I have a guidebook to France by Rick Steves on my Kindle
Fire. We were very glad of this because
our huge “Europe” Lonely Planet guide gives only cursory information about even
the largest cities, and hardly notices the smaller towns. Rick Steves gives plenty of detail on Colmar,
even walking us through the medieval center and pointing out buildings of
particular interest (not that we followed him; we followed our own instincts
and enjoyed what we saw without commentary or trying to read the Kindle screen
in daylight).
Colmar blew us away.
Its old center is chockfull of darling half-timbered, dangerously
leaning, variously painted little buildings.
I’m having trouble choosing just a few of our photos. We both had cameras and we could hardly stop
shooting. It wasn't an especially pretty day and began drizzling after a while. In the sunshine, it must be dazzling.
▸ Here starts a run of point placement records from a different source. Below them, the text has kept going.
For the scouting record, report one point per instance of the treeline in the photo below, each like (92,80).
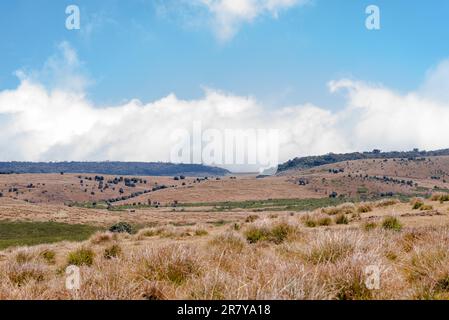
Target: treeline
(112,168)
(315,161)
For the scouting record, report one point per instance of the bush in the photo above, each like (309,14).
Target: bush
(341,219)
(229,240)
(121,227)
(256,234)
(81,257)
(391,223)
(281,232)
(276,234)
(112,252)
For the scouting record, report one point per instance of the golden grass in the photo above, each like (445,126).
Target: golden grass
(283,260)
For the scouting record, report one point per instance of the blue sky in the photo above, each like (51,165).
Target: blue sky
(139,70)
(133,50)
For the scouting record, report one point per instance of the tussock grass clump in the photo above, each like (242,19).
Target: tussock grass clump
(175,264)
(148,233)
(276,233)
(324,221)
(428,271)
(251,218)
(442,197)
(20,274)
(122,227)
(368,226)
(24,255)
(391,223)
(102,237)
(255,234)
(113,251)
(81,257)
(316,220)
(49,256)
(328,248)
(341,219)
(364,207)
(201,232)
(230,241)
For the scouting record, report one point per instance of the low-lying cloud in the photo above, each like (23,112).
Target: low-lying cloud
(47,122)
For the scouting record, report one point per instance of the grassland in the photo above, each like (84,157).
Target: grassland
(34,233)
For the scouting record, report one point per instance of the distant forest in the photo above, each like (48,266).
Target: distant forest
(315,161)
(112,168)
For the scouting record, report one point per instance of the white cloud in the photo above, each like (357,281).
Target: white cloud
(227,16)
(43,122)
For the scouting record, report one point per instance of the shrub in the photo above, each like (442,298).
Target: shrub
(121,227)
(81,257)
(341,219)
(281,232)
(276,234)
(112,252)
(391,223)
(255,234)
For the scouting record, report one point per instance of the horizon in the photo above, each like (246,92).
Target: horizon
(118,80)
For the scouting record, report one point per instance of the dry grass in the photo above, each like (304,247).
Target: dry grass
(269,258)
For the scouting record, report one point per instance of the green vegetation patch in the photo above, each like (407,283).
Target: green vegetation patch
(270,205)
(34,233)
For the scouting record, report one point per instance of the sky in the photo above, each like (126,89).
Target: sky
(137,70)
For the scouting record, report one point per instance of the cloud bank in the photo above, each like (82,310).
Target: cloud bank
(229,15)
(53,120)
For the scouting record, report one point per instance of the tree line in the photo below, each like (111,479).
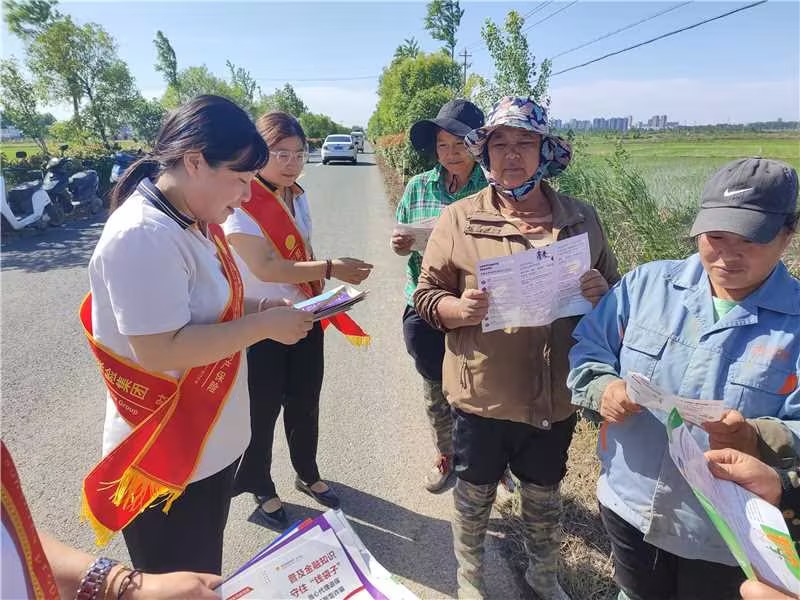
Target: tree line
(415,84)
(78,65)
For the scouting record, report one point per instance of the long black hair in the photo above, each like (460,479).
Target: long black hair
(213,125)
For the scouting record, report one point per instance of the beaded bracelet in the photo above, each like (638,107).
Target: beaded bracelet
(95,577)
(126,583)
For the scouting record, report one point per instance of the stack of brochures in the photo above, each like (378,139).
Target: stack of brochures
(332,302)
(318,559)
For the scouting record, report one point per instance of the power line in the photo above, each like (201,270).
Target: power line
(295,79)
(529,27)
(537,9)
(621,29)
(551,15)
(525,16)
(660,37)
Alsace was at points in its past more German than French,
and its cuisine makes this clear. It’s a
wine region, yes, but Rieslings rather than Burgundies. Beer is enjoyed in glasses and recipes. Choucroute Garni is perhaps the most famous
of the regional recipes; sauerkraut “garnished” with smoked pork, ham and
sausages. Flammkuchen is the German name
for the local thin crusted pizza-like appetizers topped with bacon, cream and
onions. All the bakeries we saw featured
Brezeln as though they weren’t equally beloved in Germany! You’ll understand that we found a lot to love
in Alsace.
Not that we could eat all that stuff during our brief visit! We'd arrived rather late for lunch and in this part of France, regular restaurants close their kitchens between about 2 pm and 5:40 or 6. As a result, we had to eat in the sort of establishment designed for foreigners who don't understand the need for this type of regulation! Chefs have to rest, you know. They can't just keep cooking all day. Creativity must be restored.
Colmar was still decorated for Easter, which had taken place two weeks before our visit. We particularly liked these Easter decorations.
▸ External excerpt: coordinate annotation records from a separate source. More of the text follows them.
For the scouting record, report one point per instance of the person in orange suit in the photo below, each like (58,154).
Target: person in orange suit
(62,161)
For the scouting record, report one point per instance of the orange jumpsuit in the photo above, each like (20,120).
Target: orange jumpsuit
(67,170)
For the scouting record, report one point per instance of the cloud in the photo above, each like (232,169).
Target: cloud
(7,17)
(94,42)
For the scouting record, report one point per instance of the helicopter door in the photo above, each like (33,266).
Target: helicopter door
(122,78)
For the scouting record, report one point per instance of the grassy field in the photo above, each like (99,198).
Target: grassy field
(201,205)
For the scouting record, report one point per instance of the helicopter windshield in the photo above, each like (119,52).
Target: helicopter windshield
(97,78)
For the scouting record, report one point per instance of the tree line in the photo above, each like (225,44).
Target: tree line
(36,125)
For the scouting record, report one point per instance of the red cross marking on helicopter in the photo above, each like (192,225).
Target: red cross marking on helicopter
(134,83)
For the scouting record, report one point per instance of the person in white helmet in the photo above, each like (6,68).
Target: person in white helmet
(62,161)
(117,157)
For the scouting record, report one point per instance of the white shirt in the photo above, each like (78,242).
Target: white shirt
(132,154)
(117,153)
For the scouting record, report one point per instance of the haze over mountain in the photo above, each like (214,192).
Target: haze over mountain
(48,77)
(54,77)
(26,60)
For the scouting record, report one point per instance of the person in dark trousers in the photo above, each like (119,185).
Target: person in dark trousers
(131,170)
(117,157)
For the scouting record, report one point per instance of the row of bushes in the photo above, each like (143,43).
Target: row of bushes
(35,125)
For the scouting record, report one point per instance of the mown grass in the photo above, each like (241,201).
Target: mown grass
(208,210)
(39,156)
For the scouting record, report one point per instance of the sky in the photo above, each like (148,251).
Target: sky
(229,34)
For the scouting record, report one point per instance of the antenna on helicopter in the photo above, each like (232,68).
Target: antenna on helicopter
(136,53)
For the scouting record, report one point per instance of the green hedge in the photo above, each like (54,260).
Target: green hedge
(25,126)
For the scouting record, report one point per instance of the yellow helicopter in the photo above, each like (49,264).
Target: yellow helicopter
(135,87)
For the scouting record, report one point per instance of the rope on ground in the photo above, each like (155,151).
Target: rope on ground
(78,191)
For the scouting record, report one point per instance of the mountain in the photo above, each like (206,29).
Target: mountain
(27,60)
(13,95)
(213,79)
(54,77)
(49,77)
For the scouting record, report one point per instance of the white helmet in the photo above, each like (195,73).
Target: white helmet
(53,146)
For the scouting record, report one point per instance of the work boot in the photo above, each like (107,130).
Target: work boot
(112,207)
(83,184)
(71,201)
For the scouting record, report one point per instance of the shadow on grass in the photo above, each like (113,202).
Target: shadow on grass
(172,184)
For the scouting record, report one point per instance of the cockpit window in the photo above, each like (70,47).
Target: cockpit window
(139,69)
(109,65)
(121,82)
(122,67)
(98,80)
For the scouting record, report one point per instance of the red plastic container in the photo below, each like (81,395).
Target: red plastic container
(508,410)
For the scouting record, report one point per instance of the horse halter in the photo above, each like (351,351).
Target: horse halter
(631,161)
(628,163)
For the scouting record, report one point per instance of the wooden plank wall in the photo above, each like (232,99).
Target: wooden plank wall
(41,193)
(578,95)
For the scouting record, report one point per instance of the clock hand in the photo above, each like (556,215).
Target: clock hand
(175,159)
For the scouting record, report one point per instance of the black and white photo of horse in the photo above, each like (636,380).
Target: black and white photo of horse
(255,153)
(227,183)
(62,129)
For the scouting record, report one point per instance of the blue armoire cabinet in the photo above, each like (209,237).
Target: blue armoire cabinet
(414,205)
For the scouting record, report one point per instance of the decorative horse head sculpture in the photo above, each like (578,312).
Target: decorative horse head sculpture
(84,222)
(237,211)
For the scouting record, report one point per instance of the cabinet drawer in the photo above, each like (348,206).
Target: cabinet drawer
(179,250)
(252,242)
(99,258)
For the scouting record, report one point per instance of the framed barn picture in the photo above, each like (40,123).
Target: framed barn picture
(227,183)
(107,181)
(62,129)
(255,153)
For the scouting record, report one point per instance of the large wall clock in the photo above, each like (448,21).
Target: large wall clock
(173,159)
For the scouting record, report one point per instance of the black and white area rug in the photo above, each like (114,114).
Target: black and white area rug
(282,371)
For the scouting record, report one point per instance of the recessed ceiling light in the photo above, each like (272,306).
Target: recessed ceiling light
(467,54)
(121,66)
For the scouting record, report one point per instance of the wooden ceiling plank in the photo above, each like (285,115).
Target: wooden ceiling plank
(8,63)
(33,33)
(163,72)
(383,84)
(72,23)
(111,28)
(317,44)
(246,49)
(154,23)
Culinarily, and architecturally, I have come to feel that
Alsace, Baden-Wurttemburg and northern Switzerland belong to one another almost
more than they belong to their own nations.
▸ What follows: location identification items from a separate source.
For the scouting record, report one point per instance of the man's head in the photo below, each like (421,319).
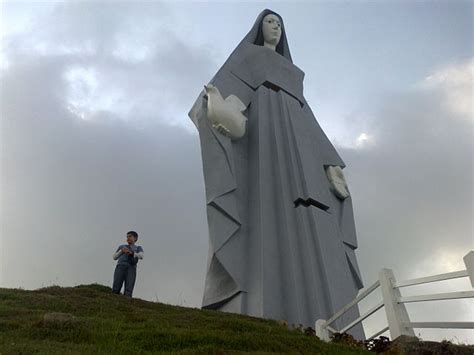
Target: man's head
(132,237)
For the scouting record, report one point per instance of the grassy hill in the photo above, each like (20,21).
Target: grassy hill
(103,322)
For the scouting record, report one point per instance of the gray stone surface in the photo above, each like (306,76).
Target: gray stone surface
(281,242)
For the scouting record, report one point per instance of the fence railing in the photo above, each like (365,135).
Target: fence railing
(397,316)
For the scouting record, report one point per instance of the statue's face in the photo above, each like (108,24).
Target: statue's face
(271,28)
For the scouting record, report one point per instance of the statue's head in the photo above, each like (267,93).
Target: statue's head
(271,29)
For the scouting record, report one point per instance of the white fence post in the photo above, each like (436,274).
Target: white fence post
(469,262)
(396,312)
(321,330)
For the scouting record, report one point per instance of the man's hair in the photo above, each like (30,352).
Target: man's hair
(135,234)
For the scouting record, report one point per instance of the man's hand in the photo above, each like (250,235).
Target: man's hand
(222,129)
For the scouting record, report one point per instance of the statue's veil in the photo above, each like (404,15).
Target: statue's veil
(254,36)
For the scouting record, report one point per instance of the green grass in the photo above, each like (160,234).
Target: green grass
(111,324)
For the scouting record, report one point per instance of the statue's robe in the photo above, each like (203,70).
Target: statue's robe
(281,243)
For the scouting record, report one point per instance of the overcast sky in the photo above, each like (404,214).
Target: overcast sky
(96,141)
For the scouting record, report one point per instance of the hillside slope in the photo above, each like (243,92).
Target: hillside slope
(103,322)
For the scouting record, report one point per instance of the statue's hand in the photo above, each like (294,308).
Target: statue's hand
(221,129)
(226,113)
(337,182)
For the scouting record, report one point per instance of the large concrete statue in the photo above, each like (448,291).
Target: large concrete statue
(281,227)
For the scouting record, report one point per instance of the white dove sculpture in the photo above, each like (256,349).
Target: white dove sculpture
(225,115)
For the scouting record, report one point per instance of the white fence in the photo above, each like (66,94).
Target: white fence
(397,316)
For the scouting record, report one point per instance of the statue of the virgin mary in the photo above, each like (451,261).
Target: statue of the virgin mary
(281,226)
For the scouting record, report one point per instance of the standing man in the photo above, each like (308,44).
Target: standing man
(126,269)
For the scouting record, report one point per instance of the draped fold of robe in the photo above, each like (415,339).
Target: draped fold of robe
(281,243)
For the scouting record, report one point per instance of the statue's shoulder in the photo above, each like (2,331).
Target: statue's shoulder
(255,65)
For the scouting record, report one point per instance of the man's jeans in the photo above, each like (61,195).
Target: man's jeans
(124,273)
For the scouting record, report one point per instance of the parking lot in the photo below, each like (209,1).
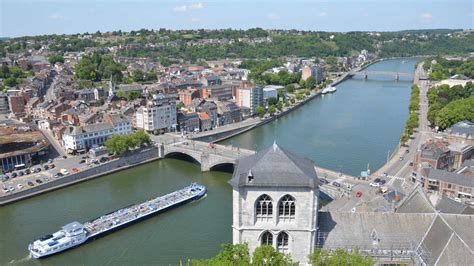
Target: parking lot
(62,167)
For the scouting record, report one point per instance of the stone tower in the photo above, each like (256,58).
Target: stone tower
(275,202)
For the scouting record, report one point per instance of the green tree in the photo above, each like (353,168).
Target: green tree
(271,109)
(53,59)
(267,255)
(272,101)
(260,111)
(290,88)
(339,257)
(229,255)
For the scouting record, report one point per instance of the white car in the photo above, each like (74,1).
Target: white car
(375,184)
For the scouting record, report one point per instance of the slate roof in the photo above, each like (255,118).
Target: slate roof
(447,205)
(441,175)
(443,239)
(463,128)
(415,202)
(274,167)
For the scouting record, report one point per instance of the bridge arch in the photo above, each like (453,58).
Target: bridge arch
(183,156)
(223,167)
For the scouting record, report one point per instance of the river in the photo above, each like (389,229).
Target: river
(344,131)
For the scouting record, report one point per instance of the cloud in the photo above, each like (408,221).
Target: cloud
(56,17)
(273,16)
(425,17)
(189,7)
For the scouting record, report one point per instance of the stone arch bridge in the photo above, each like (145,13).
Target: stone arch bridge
(207,155)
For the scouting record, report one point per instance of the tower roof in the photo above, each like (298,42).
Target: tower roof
(274,167)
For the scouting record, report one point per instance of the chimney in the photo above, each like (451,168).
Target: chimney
(250,176)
Alsace speaks French (although I had a hard time understanding them) and
Basel speaks German (its very own dialect which apparently few Germans can
comprehend), and the Schwabisch dialect of Baden-Wurttemburg is unintelligible
to many northern Germans. The Rhine
provides an easy means of commerce among these three areas which has been
available since the most primitive times,
promoting strong cultural links amongst whichever tribes dominated each
locale. Of course, I never thought that
crossing a man-made border would reveal a completely unrelated way of life, but
the cultural integrity of this tri-nation region is particularly striking. And perhaps that's one reason why we have enjoyed our visits here so much.